Narra Freya.
A la mañana siguiente, a la hora exacta en la que habíamos acordado encontrarnos, me quedé sola, esperando, pero Caelum nunca apareció.
Un dolor comenzó a florecer en mi pecho, lento y constante, como la escarcha que se extiende por el cristal. Me dije a mí misma que tuviera paciencia, me convencí de que él llegaría. Que seguramente, esta vez, no me decepcionaría.
Entonces alcancé el enlace mental, con un destello de esperanza. Tal vez estaba en camino; pero cuando respondió, su voz no estaba apresurada ni apenada por el retraso. Era plana, aburrida.
—Aurora se desmayó esta mañana —me informó—. Dijo que se despertó mareada y no podía respirar. Me estoy quedando con ella en la enfermería para observación.
En segundo plano, su voz se unió, ligera, aérea, perfectamente sincronizada.
—Caelum, ¿podrías acomodar mi almohada de nuevo?
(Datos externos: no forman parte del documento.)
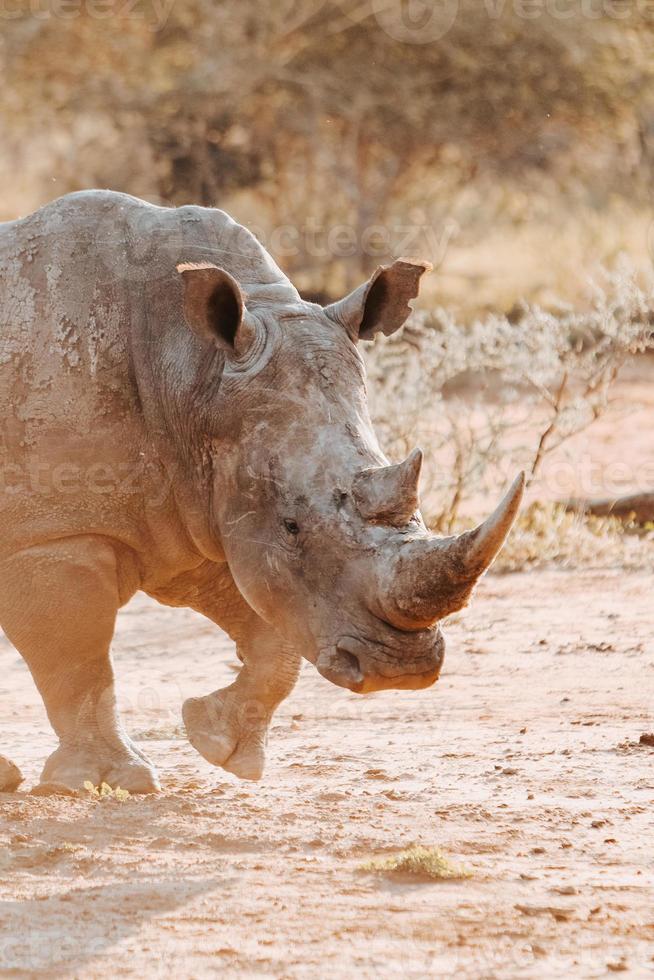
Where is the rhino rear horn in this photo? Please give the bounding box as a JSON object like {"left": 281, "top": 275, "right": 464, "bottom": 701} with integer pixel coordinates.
{"left": 325, "top": 258, "right": 432, "bottom": 342}
{"left": 353, "top": 449, "right": 423, "bottom": 526}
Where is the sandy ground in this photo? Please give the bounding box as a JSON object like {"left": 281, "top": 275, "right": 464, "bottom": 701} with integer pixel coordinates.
{"left": 1, "top": 566, "right": 653, "bottom": 979}
{"left": 1, "top": 366, "right": 652, "bottom": 978}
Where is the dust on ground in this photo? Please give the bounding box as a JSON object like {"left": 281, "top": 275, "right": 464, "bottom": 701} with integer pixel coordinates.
{"left": 1, "top": 565, "right": 652, "bottom": 978}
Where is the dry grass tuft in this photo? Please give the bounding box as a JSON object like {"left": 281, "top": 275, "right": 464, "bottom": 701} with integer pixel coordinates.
{"left": 133, "top": 725, "right": 185, "bottom": 741}
{"left": 360, "top": 845, "right": 471, "bottom": 881}
{"left": 83, "top": 781, "right": 131, "bottom": 802}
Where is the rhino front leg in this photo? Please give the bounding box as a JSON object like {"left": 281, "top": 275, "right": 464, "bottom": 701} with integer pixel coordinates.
{"left": 151, "top": 561, "right": 302, "bottom": 781}
{"left": 0, "top": 537, "right": 159, "bottom": 795}
{"left": 182, "top": 624, "right": 301, "bottom": 781}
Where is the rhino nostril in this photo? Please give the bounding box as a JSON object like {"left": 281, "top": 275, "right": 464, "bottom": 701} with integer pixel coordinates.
{"left": 335, "top": 647, "right": 362, "bottom": 680}
{"left": 316, "top": 643, "right": 365, "bottom": 690}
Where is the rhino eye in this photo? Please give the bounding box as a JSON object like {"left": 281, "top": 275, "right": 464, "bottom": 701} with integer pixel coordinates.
{"left": 283, "top": 518, "right": 300, "bottom": 536}
{"left": 334, "top": 489, "right": 348, "bottom": 510}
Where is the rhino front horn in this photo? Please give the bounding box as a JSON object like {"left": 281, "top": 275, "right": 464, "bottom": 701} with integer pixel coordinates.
{"left": 381, "top": 472, "right": 525, "bottom": 629}
{"left": 456, "top": 470, "right": 526, "bottom": 576}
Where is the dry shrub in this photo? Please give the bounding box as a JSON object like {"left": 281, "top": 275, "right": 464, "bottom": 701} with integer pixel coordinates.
{"left": 494, "top": 503, "right": 654, "bottom": 574}
{"left": 365, "top": 264, "right": 654, "bottom": 568}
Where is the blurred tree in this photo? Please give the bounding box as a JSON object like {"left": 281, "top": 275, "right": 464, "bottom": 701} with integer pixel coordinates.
{"left": 1, "top": 0, "right": 653, "bottom": 295}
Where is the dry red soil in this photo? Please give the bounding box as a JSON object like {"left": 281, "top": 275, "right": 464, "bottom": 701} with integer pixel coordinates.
{"left": 1, "top": 566, "right": 653, "bottom": 978}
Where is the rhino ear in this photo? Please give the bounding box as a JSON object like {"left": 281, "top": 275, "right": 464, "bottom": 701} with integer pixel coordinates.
{"left": 177, "top": 262, "right": 256, "bottom": 356}
{"left": 325, "top": 258, "right": 432, "bottom": 342}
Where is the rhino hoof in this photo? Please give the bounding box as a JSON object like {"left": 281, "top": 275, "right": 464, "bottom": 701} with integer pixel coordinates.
{"left": 37, "top": 744, "right": 161, "bottom": 796}
{"left": 0, "top": 755, "right": 24, "bottom": 793}
{"left": 103, "top": 763, "right": 161, "bottom": 795}
{"left": 222, "top": 745, "right": 265, "bottom": 782}
{"left": 182, "top": 696, "right": 266, "bottom": 781}
{"left": 30, "top": 781, "right": 79, "bottom": 798}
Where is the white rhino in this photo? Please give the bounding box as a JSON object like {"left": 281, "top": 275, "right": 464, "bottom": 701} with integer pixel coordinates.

La que está detrás de mí cuello me está mareando.
Entonces lo escuché reírse suavemente, como si ella estuviera hecha de cristal.
—Por supuesto, cariño. Dame un segundo.
La línea se cortó. Así nomás. Sin disculpas. Sin explicaciones. Sin remordimientos.
Un simple desmayo era más importante que un funeral. Él la había elegido. Otra vez.
Miré el espacio en silencio donde había estado su voz, mientras mi garganta se apretaba como un lazo. Parte de mí quería gritar, enfurecer, llorar. Pero no lo hice. En cambio, me levanté, y enderecé mi espalda. Luego salí de la finca Silverfang sin mirar atrás.
El viento era frío cuando salí, pero mi sangre ardía más caliente con cada paso.
Conduje sola hacia la guarnición exterior. Los cuarteles de guerra se alzaban en un silencio solemne, sus torres de piedra perforaban la niebla matutina. Los Guardias flanqueaban las puertas, vestidos de negro ceremonial, portando el emblema de la legión caída de la Nación Licántropa.
Bajé del coche, mis botas crujieron contra las piedras, y levanté la barbilla.
Habían pasado tres años desde que me retiré de la Unidad de Reconocimiento Iron Fang, pero mi postura no lo había olvidado. Tampoco lo había hecho mi alma.
Así que caminé hacia la primera línea de Guardias, y me quedé quieta. Luego, con un propósito lento, levanté la mano en un saludo nítido e inquebrantable. Pues aunque estuviera sola, y no hubiera una sola alma a mi lado, los honraría.
Mi voz resonó en el aire de la mañana:
—Ex Comandante de la Unidad de Reconocimiento Iron Fang, Freya Thorne, informando para recibir las cenizas de la Curandera Myra y el Comandante Arthur Thorne, caídos en servicio a la Nación Licántropa.
Mis palabras resonaron en los cuarteles. Y entonces, las puertas se abrieron con un chirrido. Y luego, dos filas de soldados salieron, con cada movimiento perfectamente sincronizado. Se alinearon en el camino, con ojos de acero y reverentes, levantando sus brazos en un saludo solemne.
Un segundo después, en su centro, apareció una figura que no había visto en años; el General Aldred, uno de los compañeros más cercanos de mi padre. Llevaba una armadura de gala. En sus manos, llevaba una urna de ónix tallada, cubierta con el estandarte de batalla carmesí y dorado de la Nación Licántropa.
Mis ojos ardían. Ese rojo, ese estandarte. No era solo tela. Era creencia, sacrificio. Era el último aliento de mis padres, plegado en los colores por los que sangraron.